Scottish banknotes are not withdrawn in the same manner as Bank of England notes, and therefore several different versions of the Bank of Scotland five pound note may be encountered, although the Committee of Scottish Bankers encouraged the public to spend or exchange older, non-polymer five pound notes before 1 March 2018.

The Tercentenary series of Bank of Scotland notes was introduced in 1995, and was named for the three hundredth anniversary of the bank's founding, which occurred in that year. Each note featured a portrait of Walter Scott on the front. The £5 note had a circle on the front (other denominations having different shapes) to aid identification for those with impaired vision. The back featured an image of The Mound, the location of the bank's headquarters. Each denomination also featured a rear design reflecting a certain aspect of Scottish industry and society. On the £5 note the rear design represented the oil and energy industry. Three symbols appeared on the right-hand side of the rear of the note. These are (from top to bottom) Pallas, goddess of weaving (symbol of the British Linen Bank which merged with the Bank of Scotland in 1971), a saltire with gold bezants (part of the bank's coat of arms), and ship (symbol of the Union Bank of Scotland which merged with the Bank of Scotland in 1955).
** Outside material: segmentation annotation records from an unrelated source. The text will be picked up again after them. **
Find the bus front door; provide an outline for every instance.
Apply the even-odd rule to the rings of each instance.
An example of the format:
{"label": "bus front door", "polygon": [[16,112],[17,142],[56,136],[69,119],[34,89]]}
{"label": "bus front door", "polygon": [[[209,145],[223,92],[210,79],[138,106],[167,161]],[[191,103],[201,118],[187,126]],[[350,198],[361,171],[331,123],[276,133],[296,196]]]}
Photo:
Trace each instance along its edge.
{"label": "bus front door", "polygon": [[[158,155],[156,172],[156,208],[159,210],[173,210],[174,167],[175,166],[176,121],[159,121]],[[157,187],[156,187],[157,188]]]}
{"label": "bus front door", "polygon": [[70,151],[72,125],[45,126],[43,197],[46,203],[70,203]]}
The Bridges series of banknotes was introduced in 2007 to replace the Tercentenary series. The size and colour remain was unchanged, and Walter Scott remained on the obverse. The image of The Mound was moved to the front and a new rear design featuring the Brig o' Doon appeared. The text was updated to a more modern style and new large, raised numerals acted as an aid for the partially sighted.
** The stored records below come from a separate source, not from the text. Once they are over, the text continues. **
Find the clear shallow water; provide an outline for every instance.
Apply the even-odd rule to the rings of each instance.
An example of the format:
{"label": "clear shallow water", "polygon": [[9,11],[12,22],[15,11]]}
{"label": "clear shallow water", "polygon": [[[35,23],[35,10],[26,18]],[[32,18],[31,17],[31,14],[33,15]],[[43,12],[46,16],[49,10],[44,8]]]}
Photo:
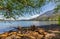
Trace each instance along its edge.
{"label": "clear shallow water", "polygon": [[27,27],[31,25],[41,26],[57,24],[57,21],[0,21],[0,33],[13,29],[12,27]]}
In June 2016 the design was unveiled for a new polymer £5 note, which was available from 4 October onwards. The new note is the same size as the polymer Bank of England £5 note. It continues to feature Walter Scott on the front, and also features The Mound on both sides, appearing alongside the Brig o' Doon on the reverse.

==Designs==

| Note | First issued | Colour | Size | Design | Additional information |
|---|---|---|---|---|---|
| Tercentenary | 1995 | Blue | 135 × 70 mm | Front: Walter Scott; Back: Oil and energy industry | withdrawn 1st March 2018 |
| Bridges | 17 September 2007 | Blue | 135 × 70 mm | Front: Walter Scott; Back: Brig o' Doon | withdrawn 1st March 2018 |
| Polymer | 4 October 2016 | Blue | 125 × 65 mm | Front: Walter Scott; Back: Brig o' Doon and The Mound |  |

Information taken from The Committee of Scottish Bankers website.